Some characters recur in different stories. For the most part the recurring characters are cameo appearances (e.g. Folio Johnson, a detective and the lead in one story, commiserates at a bar in another). However, the character of Ptolemy “Popo” Bent is a critical character in both the first and penultimate chapters.

Race and politics aren’t subtle in this book. Given the [sad] proclivity of American readers to only read / enjoy politically charged works with which they agree (unless the book in question is making fun of the opposition), it’s safe to say that—on the whole–those at the left-end of the political spectrum will find this book more palatable and on-point and those to the right-end will find it unbelievable and overbearing in its message.

Having said that, I’m of the persuasion that finds Mosley’s dystopian vision strains credulity, and yet I thoroughly enjoyed this collection of stories. This book’s dystopia is characterized by global domination by a corporation and a religion called the “Infochurch,” both led by the same man. The corporate control of the world storyline is a little hard to swallow. A monopoly can’t enslave people (or even enforce its monopoly status) unless it has a monopoly on force, and it’s hard to imagine a path by which a private business gets the people to give them a monopoly on force. That being said, Mosley’s stories are engrossing, creative, and readable.

The nine stories are as follows:

1.) Whispers in the Dark (6 Chapters): A man makes the ultimate sacrifice to help nurture a brilliant child’s special gift.

2.) The Greatest (9 Chapters): A female boxer becomes the world champion while seeking to help her father, whose addition to a drug called Pulse has left him in dire health. (The father’s story, Voices, appears later in the collection.)

3.) Dr.
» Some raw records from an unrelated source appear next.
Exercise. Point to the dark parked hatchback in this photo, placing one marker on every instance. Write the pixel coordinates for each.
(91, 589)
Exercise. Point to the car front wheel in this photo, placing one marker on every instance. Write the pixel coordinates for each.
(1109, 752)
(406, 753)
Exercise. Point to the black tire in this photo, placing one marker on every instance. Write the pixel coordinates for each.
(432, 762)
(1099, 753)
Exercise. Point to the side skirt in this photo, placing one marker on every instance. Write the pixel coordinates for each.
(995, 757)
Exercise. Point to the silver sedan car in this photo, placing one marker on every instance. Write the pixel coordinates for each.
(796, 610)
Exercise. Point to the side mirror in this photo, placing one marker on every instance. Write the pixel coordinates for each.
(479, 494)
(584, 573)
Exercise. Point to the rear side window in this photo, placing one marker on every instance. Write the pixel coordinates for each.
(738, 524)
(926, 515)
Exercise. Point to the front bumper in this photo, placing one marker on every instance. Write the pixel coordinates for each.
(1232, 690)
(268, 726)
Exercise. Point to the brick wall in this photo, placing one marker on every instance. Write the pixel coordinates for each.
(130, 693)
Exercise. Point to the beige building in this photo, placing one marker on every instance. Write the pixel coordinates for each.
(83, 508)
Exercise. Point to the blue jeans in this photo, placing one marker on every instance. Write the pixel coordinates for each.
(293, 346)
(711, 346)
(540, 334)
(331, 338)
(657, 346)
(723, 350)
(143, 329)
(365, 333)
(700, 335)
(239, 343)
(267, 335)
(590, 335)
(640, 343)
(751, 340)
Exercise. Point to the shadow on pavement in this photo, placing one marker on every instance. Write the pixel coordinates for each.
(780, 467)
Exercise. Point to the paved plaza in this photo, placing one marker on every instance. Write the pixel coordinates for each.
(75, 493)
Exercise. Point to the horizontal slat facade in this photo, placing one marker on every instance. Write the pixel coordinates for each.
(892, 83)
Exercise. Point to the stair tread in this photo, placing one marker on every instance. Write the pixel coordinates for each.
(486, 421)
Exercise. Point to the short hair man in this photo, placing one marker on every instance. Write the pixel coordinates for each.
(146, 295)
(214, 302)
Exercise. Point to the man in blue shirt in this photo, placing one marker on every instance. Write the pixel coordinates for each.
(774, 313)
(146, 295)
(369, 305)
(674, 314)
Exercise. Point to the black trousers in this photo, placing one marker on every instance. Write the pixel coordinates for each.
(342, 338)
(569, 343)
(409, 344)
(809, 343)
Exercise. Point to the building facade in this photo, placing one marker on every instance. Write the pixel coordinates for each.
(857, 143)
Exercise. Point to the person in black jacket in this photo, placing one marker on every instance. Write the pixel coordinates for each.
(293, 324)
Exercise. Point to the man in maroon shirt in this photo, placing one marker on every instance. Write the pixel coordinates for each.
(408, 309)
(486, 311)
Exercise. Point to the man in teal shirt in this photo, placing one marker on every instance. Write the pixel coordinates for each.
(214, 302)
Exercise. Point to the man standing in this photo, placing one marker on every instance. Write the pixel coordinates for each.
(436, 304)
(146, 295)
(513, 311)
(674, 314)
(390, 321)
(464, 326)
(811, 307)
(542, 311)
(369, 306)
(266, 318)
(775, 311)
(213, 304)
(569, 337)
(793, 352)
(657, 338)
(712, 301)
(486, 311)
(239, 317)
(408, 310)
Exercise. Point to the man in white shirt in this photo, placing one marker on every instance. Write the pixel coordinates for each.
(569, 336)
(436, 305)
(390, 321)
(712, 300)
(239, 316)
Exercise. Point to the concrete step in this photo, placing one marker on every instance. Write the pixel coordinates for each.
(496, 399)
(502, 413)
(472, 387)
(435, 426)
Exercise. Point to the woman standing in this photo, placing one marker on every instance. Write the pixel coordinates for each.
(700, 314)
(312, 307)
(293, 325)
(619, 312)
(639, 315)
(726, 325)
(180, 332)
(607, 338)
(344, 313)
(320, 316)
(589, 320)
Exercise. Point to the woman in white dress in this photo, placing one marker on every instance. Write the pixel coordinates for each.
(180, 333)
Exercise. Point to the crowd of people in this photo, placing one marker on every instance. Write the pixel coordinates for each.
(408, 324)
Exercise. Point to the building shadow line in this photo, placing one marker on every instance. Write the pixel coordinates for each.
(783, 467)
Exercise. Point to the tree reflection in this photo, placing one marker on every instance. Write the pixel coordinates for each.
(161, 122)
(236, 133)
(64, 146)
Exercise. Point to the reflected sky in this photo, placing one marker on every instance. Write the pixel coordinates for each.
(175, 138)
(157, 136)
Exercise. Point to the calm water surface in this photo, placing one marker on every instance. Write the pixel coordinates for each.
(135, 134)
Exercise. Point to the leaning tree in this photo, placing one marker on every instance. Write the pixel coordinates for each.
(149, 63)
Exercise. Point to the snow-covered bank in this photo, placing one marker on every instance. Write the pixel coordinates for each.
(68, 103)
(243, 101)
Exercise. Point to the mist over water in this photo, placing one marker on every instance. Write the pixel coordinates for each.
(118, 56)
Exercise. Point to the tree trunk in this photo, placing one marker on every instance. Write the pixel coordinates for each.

Kismet (4 Chapters): The man who is, for all intents and purposes, Emperor of the World tries to co-opt the co-chair of the 6th Radical Congress—a leading member of his opposition.

4.) Angel’s Island (5 Chapters): A hacker, sent to prison for Antisocial Behavior, has a device called a snake-pack installed that can control him by administration of drugs and shocks. But the ultimate hacker might not be the most easily controlled using technology.

5.) Electric Eye (4 Chapters): Folio Johnson, a private eye with an electronic eye, is hired to find out why young International Socialists are dropping dead left and right. Johnson learns that any hardware, even his eye, can be hacked.

6.) Voices (8 Chapters): Professor Jones, father of the female boxer from The Greatest, undergoes a transplant of neural matter to repair damage from his Pulse addition. After having dreams and memories that are not his own, Jones discovers that his treatment is not all that it seemed.

7.) Little Brother (3 Chapters): Frendon Blythe is on trial before a computer that acts as both judge and prosecutor. He pleads his own case, and finds he was a pawn.

8.) En Masse (12 Chapters): A worker gets sent to a new division only to find that it’s nothing like his previous divisions. Instead of strict rules, GEE-PRO-9 has no rules. He wonders if it might be a test by the management. It turns out that it is a test–just not of the type he imagined.

9.) The Nig in Me (6 Chapters): After a plot to destroy certain races backfires, a surviving man finds himself missing those with whom he was closest.

There’re no stinkers among these stories. They are all intriguing and readable, but a few of them stood out as being particularly good. These were: Whispers in the Dark, Angel’s Island, Voices, and En Masse.

I’d recommend this for readers of soft science fiction.